Okay, so this is bizarre in a few ways, right? For starters, shouldn't it say, "IF you own birds, please move them"¦" How can they just assume that I have a pet bird? They further assume that I keep my pet bird in the kitchen. Shouldn't it read, "IF you own a pet bird and DON'T keep it in a well ventilated room away from the kitchen, please move it there pronto!"
It's also strange because, well, let's face it folks, imagine the testing that went on before they discovered birds dying.
Lastly: hello?! Anyone ever hear of the canary-in-the-coalmine syndrome? If birds are up and dying, maybe we humans should move to a well ventilated room while the oven is cleaning, too!
Rant over. If you have a funny instruction manual story to share, please do.
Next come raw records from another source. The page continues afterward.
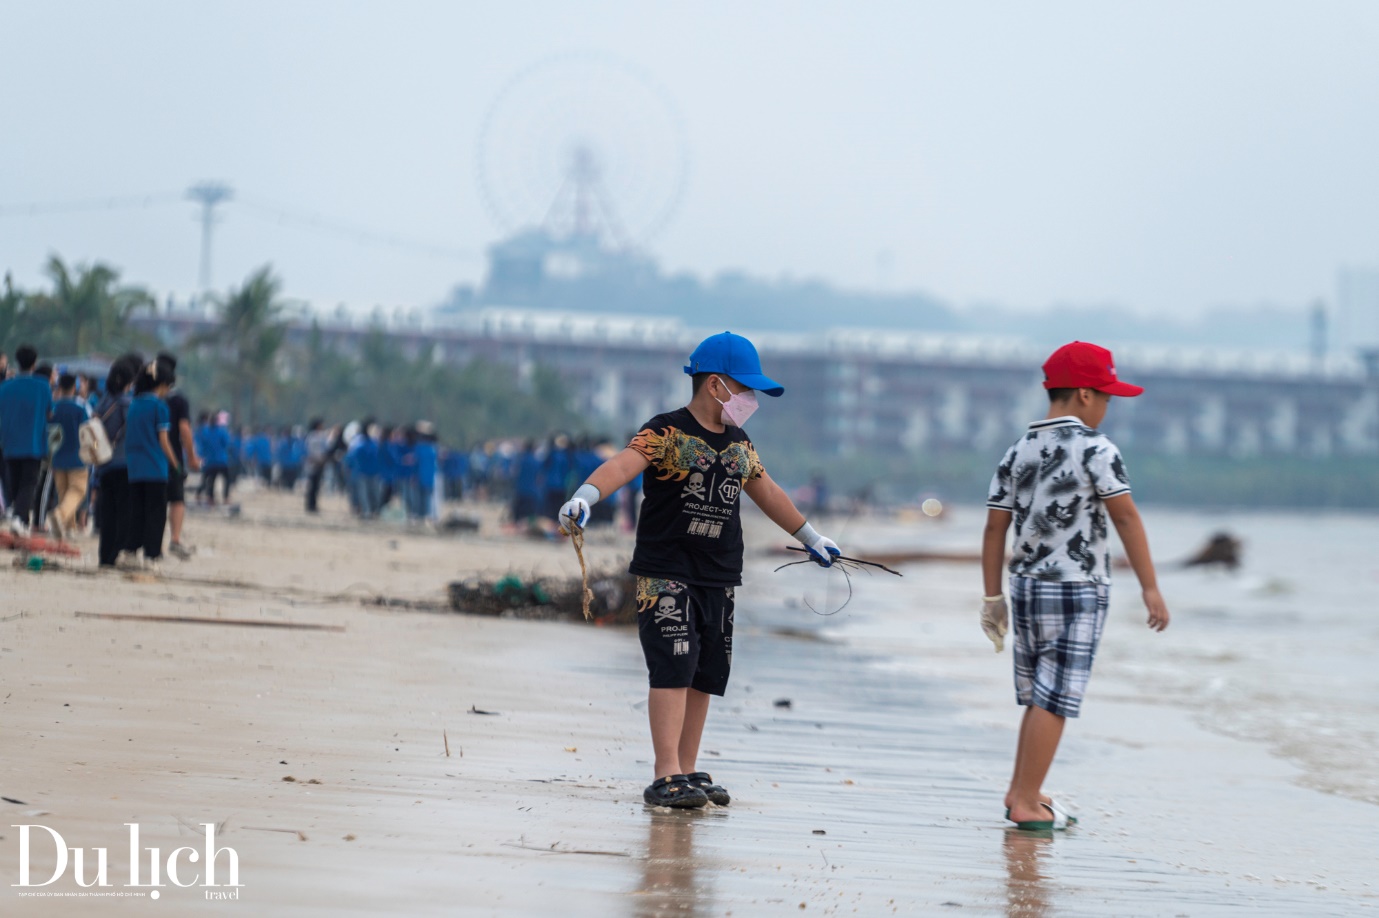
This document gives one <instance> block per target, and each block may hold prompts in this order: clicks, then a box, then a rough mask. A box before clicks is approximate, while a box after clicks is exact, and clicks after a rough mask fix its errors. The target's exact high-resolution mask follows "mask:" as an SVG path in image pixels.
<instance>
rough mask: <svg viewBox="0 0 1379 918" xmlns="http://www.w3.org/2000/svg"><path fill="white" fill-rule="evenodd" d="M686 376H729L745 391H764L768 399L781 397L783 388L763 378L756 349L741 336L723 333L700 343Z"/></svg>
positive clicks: (764, 376)
mask: <svg viewBox="0 0 1379 918" xmlns="http://www.w3.org/2000/svg"><path fill="white" fill-rule="evenodd" d="M685 372H687V374H688V375H691V376H694V375H695V374H723V375H724V376H732V378H734V379H736V380H738V382H739V383H742V385H743V386H746V387H747V389H756V390H757V391H764V393H765V394H768V396H783V394H785V386H782V385H781V383H778V382H776V380H774V379H771V378H769V376H765V375H763V372H761V358H760V357H757V349H756V347H753V346H752V342H750V340H747V339H746V338H743V336H742V335H734V334H732V332H723V334H721V335H710V336H709V338H705V339H703V340H702V342H699V346H698V347H695V349H694V353H692V354H689V365H688V367H685Z"/></svg>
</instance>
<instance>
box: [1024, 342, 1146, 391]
mask: <svg viewBox="0 0 1379 918" xmlns="http://www.w3.org/2000/svg"><path fill="white" fill-rule="evenodd" d="M1044 389H1095V390H1096V391H1105V393H1106V394H1109V396H1125V397H1129V398H1134V397H1135V396H1138V394H1140V393H1143V391H1145V387H1143V386H1132V385H1129V383H1123V382H1121V380H1118V379H1116V361H1114V358H1111V351H1109V350H1106V349H1105V347H1098V346H1096V345H1089V343H1087V342H1085V340H1074V342H1073V343H1071V345H1063V346H1062V347H1059V349H1058V350H1055V351H1054V354H1052V356H1051V357H1049V358H1048V360H1045V361H1044Z"/></svg>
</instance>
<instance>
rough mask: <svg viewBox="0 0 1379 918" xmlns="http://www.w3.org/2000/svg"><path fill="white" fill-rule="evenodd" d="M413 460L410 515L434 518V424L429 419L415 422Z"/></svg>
mask: <svg viewBox="0 0 1379 918" xmlns="http://www.w3.org/2000/svg"><path fill="white" fill-rule="evenodd" d="M412 459H414V462H415V465H414V469H415V474H416V478H415V484H414V485H412V499H414V502H412V516H414V517H416V518H418V520H434V518H436V513H434V511H433V509H432V502H433V498H434V495H436V466H437V459H439V456H437V453H436V426H434V425H433V423H432V422H429V420H418V422H416V445H415V447H412Z"/></svg>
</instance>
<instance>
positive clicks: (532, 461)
mask: <svg viewBox="0 0 1379 918" xmlns="http://www.w3.org/2000/svg"><path fill="white" fill-rule="evenodd" d="M516 488H517V493H523V495H539V493H541V458H538V456H536V453H534V452H524V453H523V455H521V459H519V460H517V485H516Z"/></svg>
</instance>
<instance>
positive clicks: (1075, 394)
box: [982, 342, 1168, 830]
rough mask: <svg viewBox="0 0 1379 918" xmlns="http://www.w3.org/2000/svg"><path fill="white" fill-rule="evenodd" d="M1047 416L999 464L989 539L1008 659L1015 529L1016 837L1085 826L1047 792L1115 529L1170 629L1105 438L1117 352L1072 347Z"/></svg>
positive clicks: (1015, 780)
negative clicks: (1018, 715)
mask: <svg viewBox="0 0 1379 918" xmlns="http://www.w3.org/2000/svg"><path fill="white" fill-rule="evenodd" d="M1044 389H1047V390H1048V400H1049V412H1048V416H1047V418H1045V419H1044V420H1036V422H1034V423H1031V425H1030V426H1029V431H1027V433H1026V434H1025V436H1023V437H1020V440H1019V441H1018V442H1016V444H1015V445H1014V447H1011V448H1009V451H1007V453H1005V456H1004V459H1001V465H1000V467H998V469H997V470H996V476H994V477H993V478H992V488H990V492H989V495H987V499H986V507H987V513H986V533H985V536H983V539H982V576H983V579H985V586H986V594H985V598H983V601H982V630H983V631H985V633H986V635H987V637H989V638H992V642H993V644H996V652H997V653H1000V652H1001V649H1003V646H1004V638H1005V630H1007V615H1008V609H1007V604H1005V595H1004V594H1003V593H1001V562H1003V560H1004V558H1005V536H1007V532H1008V531H1009V528H1011V522H1012V521H1014V524H1015V539H1014V542H1015V550H1014V554H1012V558H1011V564H1009V573H1011V579H1009V586H1011V609H1012V611H1014V626H1015V640H1014V656H1015V699H1016V702H1018V703H1019V704H1022V706H1025V720H1023V721H1022V722H1020V736H1019V744H1018V746H1016V753H1015V772H1014V775H1012V777H1011V786H1009V790H1008V791H1007V793H1005V806H1007V810H1005V817H1007V819H1009V820H1011V822H1014V823H1015V826H1016V827H1018V828H1029V830H1051V828H1067V826H1070V824H1076V823H1077V820H1076V819H1073V817H1071V816H1069V815H1067V812H1066V810H1065V809H1063V808H1062V806H1059V805H1058V804H1056V802H1055V801H1052V799H1049V798H1048V797H1045V795H1044V794H1043V784H1044V777H1045V775H1048V769H1049V766H1051V765H1052V764H1054V754H1055V753H1056V751H1058V742H1059V739H1060V737H1062V735H1063V724H1065V721H1066V718H1069V717H1077V715H1078V711H1080V708H1081V703H1083V695H1084V692H1085V691H1087V681H1088V678H1089V677H1091V673H1092V659H1094V657H1095V655H1096V645H1098V642H1099V641H1100V637H1102V626H1103V624H1105V622H1106V606H1107V600H1109V589H1110V576H1111V554H1110V543H1109V539H1107V536H1109V535H1110V533H1109V532H1107V520H1109V521H1110V522H1111V524H1114V525H1116V532H1117V533H1118V535H1120V540H1121V544H1123V546H1124V549H1125V554H1127V555H1128V558H1129V562H1131V567H1132V568H1134V569H1135V575H1136V576H1138V578H1139V584H1140V589H1142V590H1143V597H1145V606H1146V608H1147V609H1149V627H1150V629H1153V630H1154V631H1162V630H1164V629H1167V627H1168V608H1167V606H1165V605H1164V597H1162V595H1161V594H1160V593H1158V584H1157V582H1156V578H1154V562H1153V560H1151V558H1150V554H1149V540H1147V539H1146V538H1145V525H1143V524H1142V522H1140V518H1139V511H1138V510H1136V509H1135V500H1134V499H1132V498H1131V495H1129V477H1128V476H1127V474H1125V465H1124V462H1123V460H1121V455H1120V451H1118V449H1117V448H1116V444H1113V442H1111V441H1110V440H1109V438H1107V437H1106V434H1103V433H1100V431H1099V430H1096V427H1098V425H1100V423H1102V419H1105V418H1106V408H1107V405H1109V404H1110V400H1111V396H1124V397H1135V396H1139V394H1140V393H1142V391H1145V390H1143V389H1142V387H1139V386H1132V385H1129V383H1125V382H1120V380H1118V379H1117V378H1116V364H1114V361H1113V360H1111V351H1109V350H1106V349H1105V347H1098V346H1096V345H1088V343H1085V342H1073V343H1071V345H1065V346H1063V347H1059V349H1058V350H1056V351H1054V356H1052V357H1049V358H1048V361H1047V363H1045V364H1044Z"/></svg>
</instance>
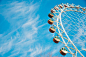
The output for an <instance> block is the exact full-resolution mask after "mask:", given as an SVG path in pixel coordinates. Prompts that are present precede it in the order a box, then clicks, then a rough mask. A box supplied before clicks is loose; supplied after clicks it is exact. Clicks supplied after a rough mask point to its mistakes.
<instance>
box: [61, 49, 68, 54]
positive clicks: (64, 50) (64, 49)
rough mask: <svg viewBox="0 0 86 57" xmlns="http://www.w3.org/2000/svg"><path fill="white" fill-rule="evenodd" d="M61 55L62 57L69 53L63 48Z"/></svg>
mask: <svg viewBox="0 0 86 57" xmlns="http://www.w3.org/2000/svg"><path fill="white" fill-rule="evenodd" d="M60 53H61V54H62V55H66V54H67V53H68V51H67V50H66V49H65V48H64V47H63V48H61V50H60Z"/></svg>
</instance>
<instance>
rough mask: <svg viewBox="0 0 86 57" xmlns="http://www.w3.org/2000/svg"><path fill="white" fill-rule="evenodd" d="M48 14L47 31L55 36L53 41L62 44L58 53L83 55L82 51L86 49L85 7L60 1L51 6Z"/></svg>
mask: <svg viewBox="0 0 86 57" xmlns="http://www.w3.org/2000/svg"><path fill="white" fill-rule="evenodd" d="M48 16H49V17H50V19H49V20H48V23H49V24H50V25H51V27H50V28H49V31H50V32H51V33H54V36H55V37H54V38H53V41H54V42H55V43H59V42H61V43H63V44H64V46H63V47H62V48H61V49H60V53H61V54H62V55H64V56H65V55H66V54H67V53H69V54H71V55H72V57H77V56H80V57H85V56H84V55H83V52H82V51H84V52H85V51H86V46H85V45H86V7H81V6H80V5H75V4H73V3H72V4H69V3H66V4H63V3H62V4H59V5H56V6H55V7H54V8H52V9H51V13H49V15H48Z"/></svg>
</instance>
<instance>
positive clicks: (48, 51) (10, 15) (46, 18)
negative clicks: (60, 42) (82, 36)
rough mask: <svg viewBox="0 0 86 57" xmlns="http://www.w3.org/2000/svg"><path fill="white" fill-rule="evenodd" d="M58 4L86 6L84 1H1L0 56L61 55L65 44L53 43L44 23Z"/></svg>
mask: <svg viewBox="0 0 86 57" xmlns="http://www.w3.org/2000/svg"><path fill="white" fill-rule="evenodd" d="M61 3H70V4H71V3H74V4H76V5H81V6H82V7H86V0H0V57H37V56H38V57H41V56H44V55H46V57H48V56H47V54H49V53H52V56H62V55H61V54H60V53H59V50H60V49H61V47H63V46H64V44H62V43H58V44H55V43H54V42H53V37H54V34H52V33H50V32H49V27H50V25H49V24H48V23H47V21H48V19H49V17H48V14H49V13H50V10H51V8H53V7H54V6H55V5H57V4H61ZM85 16H86V15H85ZM85 18H86V17H85ZM85 26H86V25H85ZM79 31H81V32H82V30H81V29H80V30H79ZM84 34H85V33H84ZM77 36H78V34H77ZM85 37H86V36H85ZM76 40H77V39H76ZM76 40H74V41H76ZM85 47H86V46H84V48H85ZM83 53H84V55H85V53H86V52H83ZM68 56H70V57H72V56H71V55H70V54H67V55H66V56H64V57H68ZM85 56H86V55H85Z"/></svg>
I'll leave you (after the jump) with a couple other good ones I found over on one of my favorite sites, always good for lots of laughs: ThisIsBroken.com
Jeremy Esland writes:
Somehow I lost my office scissors, so the next time I was in Staples, I bought a new pair of scissors made by Tonic Studios.
Back in the office, I tried to get them out of their display packaging - seems I needed a pair of scissors to free them. Ok, that's no problem - I just bought a pair, right?